YBA - 5 months ago 51

R Question

Is it possible to use data.table to standardize a number of variables by a number of group variables?

`DT <- data.table(V1=1:20, V2=40:21, gr=c(rep(c('a'),10), rep(c('b'),10)),`

grr=rep(c(rep(c('a'),5), rep(c('b'),5)),2))

gr and grr are the group variables. I want to add to that data.table V1.z and V2.z that are the standardized score within each gr-by-grr group.
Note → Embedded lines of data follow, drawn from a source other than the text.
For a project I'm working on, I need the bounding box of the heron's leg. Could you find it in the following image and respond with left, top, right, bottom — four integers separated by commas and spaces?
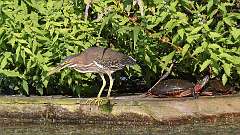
86, 73, 106, 106
107, 73, 113, 98
97, 73, 106, 98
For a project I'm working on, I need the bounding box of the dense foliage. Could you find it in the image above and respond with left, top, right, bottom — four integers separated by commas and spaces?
0, 0, 239, 96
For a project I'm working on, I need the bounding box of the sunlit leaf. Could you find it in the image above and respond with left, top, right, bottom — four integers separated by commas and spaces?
161, 51, 175, 63
22, 80, 29, 95
218, 3, 227, 15
16, 45, 21, 61
223, 17, 235, 26
0, 69, 21, 77
208, 44, 221, 49
211, 61, 220, 76
209, 32, 222, 38
230, 27, 240, 40
0, 52, 11, 69
133, 26, 140, 50
17, 39, 28, 44
192, 42, 207, 56
43, 79, 49, 88
222, 73, 227, 86
207, 0, 213, 12
23, 47, 33, 55
21, 50, 26, 64
190, 26, 202, 35
178, 28, 185, 39
200, 59, 211, 72
222, 63, 232, 76
181, 44, 190, 57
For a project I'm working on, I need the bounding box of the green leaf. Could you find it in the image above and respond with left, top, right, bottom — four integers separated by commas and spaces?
186, 35, 194, 43
16, 45, 21, 61
220, 53, 240, 64
172, 34, 179, 43
209, 32, 222, 38
144, 54, 151, 65
36, 35, 49, 41
178, 28, 185, 39
181, 44, 190, 57
209, 9, 218, 19
1, 57, 8, 69
133, 26, 140, 50
23, 47, 33, 55
160, 51, 175, 72
132, 64, 142, 75
68, 77, 72, 86
43, 79, 49, 88
165, 19, 177, 31
230, 27, 240, 40
218, 3, 227, 15
0, 69, 21, 77
210, 51, 219, 61
207, 0, 213, 12
52, 22, 62, 27
192, 42, 207, 56
37, 86, 44, 95
208, 44, 221, 49
22, 80, 29, 95
223, 17, 234, 26
161, 51, 175, 63
47, 0, 53, 11
31, 27, 46, 35
237, 67, 240, 77
186, 34, 201, 43
52, 33, 59, 44
211, 61, 220, 76
222, 74, 227, 86
0, 52, 11, 69
200, 59, 211, 72
159, 11, 168, 22
222, 63, 231, 76
216, 21, 224, 32
190, 26, 202, 35
98, 13, 114, 37
169, 1, 178, 12
21, 50, 26, 64
17, 39, 28, 44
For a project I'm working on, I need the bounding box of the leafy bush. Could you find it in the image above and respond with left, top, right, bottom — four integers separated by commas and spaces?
0, 0, 239, 96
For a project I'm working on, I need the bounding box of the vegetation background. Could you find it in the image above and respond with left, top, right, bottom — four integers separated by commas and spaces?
0, 0, 239, 96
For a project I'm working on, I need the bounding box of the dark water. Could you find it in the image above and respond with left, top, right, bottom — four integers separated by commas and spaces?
0, 120, 240, 135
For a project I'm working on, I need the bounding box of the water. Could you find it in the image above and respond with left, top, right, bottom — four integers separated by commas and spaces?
0, 120, 240, 135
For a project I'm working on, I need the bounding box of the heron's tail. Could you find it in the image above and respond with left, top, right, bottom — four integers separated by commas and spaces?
47, 62, 69, 75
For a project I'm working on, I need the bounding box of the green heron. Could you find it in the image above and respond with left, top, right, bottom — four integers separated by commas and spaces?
48, 47, 136, 105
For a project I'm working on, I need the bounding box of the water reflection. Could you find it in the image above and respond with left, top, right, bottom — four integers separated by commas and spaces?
0, 120, 240, 135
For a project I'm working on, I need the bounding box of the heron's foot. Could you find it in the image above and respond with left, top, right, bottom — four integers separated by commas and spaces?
86, 97, 107, 106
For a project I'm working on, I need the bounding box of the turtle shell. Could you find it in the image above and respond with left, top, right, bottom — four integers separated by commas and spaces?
149, 79, 195, 96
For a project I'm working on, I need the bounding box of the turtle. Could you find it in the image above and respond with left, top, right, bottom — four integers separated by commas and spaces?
146, 75, 211, 98
146, 63, 211, 98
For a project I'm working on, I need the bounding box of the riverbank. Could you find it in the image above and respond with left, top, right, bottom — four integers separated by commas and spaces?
0, 95, 239, 125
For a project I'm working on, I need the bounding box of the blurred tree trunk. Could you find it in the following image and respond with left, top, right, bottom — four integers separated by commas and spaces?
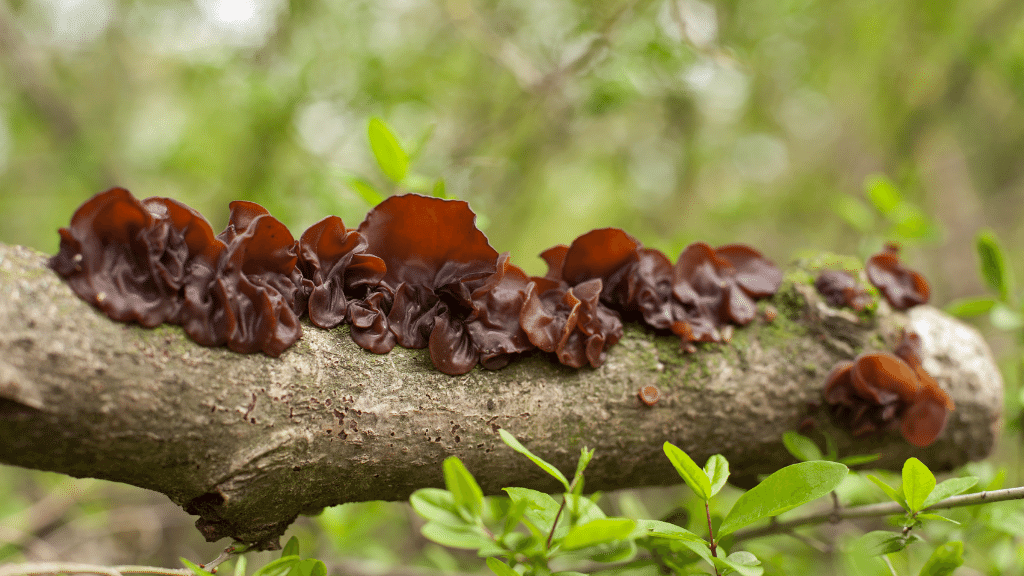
0, 243, 1003, 549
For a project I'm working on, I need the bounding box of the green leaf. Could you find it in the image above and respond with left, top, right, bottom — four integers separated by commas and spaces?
485, 557, 519, 576
561, 518, 637, 550
180, 558, 215, 576
504, 487, 561, 537
976, 229, 1013, 302
781, 431, 823, 462
902, 458, 936, 512
916, 513, 960, 526
718, 461, 848, 537
662, 442, 711, 501
443, 456, 484, 519
922, 477, 978, 508
585, 538, 637, 563
990, 302, 1024, 330
945, 296, 998, 318
432, 178, 447, 198
837, 453, 882, 466
918, 541, 964, 576
858, 530, 910, 556
250, 557, 300, 576
288, 559, 325, 576
233, 555, 247, 576
833, 195, 875, 234
677, 538, 714, 564
410, 488, 466, 526
571, 447, 595, 498
367, 117, 409, 183
420, 522, 492, 549
281, 536, 299, 559
564, 493, 607, 526
499, 429, 570, 491
865, 175, 902, 216
867, 474, 908, 510
704, 454, 730, 497
712, 551, 764, 576
345, 176, 385, 206
632, 519, 703, 543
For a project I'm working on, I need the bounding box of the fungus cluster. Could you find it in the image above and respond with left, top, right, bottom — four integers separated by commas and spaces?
823, 331, 954, 447
814, 270, 871, 311
865, 243, 930, 310
51, 189, 787, 375
50, 188, 306, 356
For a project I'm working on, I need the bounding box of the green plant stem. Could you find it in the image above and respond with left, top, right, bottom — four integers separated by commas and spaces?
730, 485, 1024, 543
0, 564, 192, 576
704, 502, 717, 558
0, 544, 250, 576
546, 498, 567, 550
881, 555, 899, 576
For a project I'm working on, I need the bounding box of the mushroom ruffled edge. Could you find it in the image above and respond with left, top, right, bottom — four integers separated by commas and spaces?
52, 189, 937, 386
823, 330, 954, 447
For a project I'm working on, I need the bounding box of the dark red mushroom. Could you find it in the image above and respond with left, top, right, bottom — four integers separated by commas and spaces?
849, 352, 920, 406
814, 269, 871, 310
900, 384, 952, 448
822, 331, 954, 447
670, 242, 782, 345
866, 245, 930, 310
357, 194, 542, 375
298, 216, 386, 329
429, 254, 535, 375
638, 384, 660, 406
50, 188, 189, 327
359, 194, 498, 350
520, 277, 623, 369
187, 200, 306, 356
51, 189, 306, 357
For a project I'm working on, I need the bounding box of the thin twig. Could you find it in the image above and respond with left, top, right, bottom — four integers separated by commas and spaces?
0, 563, 191, 576
730, 485, 1024, 543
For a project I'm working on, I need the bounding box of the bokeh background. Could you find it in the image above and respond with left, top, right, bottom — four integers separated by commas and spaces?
1, 0, 1023, 574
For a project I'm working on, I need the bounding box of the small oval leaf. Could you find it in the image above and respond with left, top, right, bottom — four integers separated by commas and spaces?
704, 454, 730, 497
782, 431, 824, 462
976, 229, 1012, 302
368, 117, 409, 183
902, 458, 936, 512
919, 541, 964, 576
922, 476, 978, 509
663, 442, 711, 501
443, 456, 484, 519
485, 557, 519, 576
561, 518, 636, 550
718, 461, 847, 536
499, 429, 570, 491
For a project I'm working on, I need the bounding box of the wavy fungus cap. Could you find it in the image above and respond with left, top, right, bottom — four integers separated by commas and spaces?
429, 254, 535, 375
670, 242, 781, 345
814, 269, 871, 310
866, 246, 930, 310
183, 201, 306, 356
358, 194, 499, 351
521, 277, 623, 368
50, 188, 184, 326
547, 229, 675, 330
298, 216, 386, 330
822, 335, 954, 448
359, 194, 498, 289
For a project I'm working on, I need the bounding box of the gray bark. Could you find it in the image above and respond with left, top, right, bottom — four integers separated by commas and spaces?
0, 242, 1004, 548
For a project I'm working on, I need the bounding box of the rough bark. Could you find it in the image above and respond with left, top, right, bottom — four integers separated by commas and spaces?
0, 242, 1004, 548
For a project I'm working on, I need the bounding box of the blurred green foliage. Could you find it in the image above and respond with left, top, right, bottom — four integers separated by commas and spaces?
2, 0, 1024, 574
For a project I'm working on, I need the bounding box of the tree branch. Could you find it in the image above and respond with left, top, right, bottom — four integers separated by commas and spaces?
729, 485, 1024, 543
0, 243, 1003, 549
Here is an extremely stupid code for that, to explain what I want:

`DTaa <- DT[gr=='a' & grr=='a',]`

DTab <- DT[gr=='a' & grr=='b',]

DTba <- DT[gr=='b' & grr=='a',]

DTbb <- DT[gr=='b' & grr=='b',]

DTaa <- DTaa[,V1.z := scale(V1)]

DTaa <- DTaa[,V2.z := scale(V2)]

DTab <- DTab[,V1.z := scale(V1)]

DTab <- DTab[,V2.z := scale(V2)]

DTba <- DTba[,V1.z := scale(V1)]

DTba <- DTba[,V2.z := scale(V2)]

DTbb <- DTbb[,V1.z := scale(V1)]

DTbb <- DTbb[,V2.z := scale(V2)]

DTn <- rbind(DTaa, DTab, DTba, DTbb)

Probably, there is a way to do it using

`by`

- I'm hoping to then use it in a function that accepts data, the target variables (in the example, V1 and V2), and group variables (in the example, gr and grr) as arguments.
- If you have a solution that does not use data.table, it's also good (I tried using mutate_at from dplyr but couldn't find much documentation about that function).

Answer

After grouping by 'gr' and 'grr', loop over the Subset of Data.table (`.SD`

), `scale`

it (the output of `scale`

is a `matrix`

, so we convert it to `vector`

with `as.vector`

) and assign (`:=`

) the output to the new columns.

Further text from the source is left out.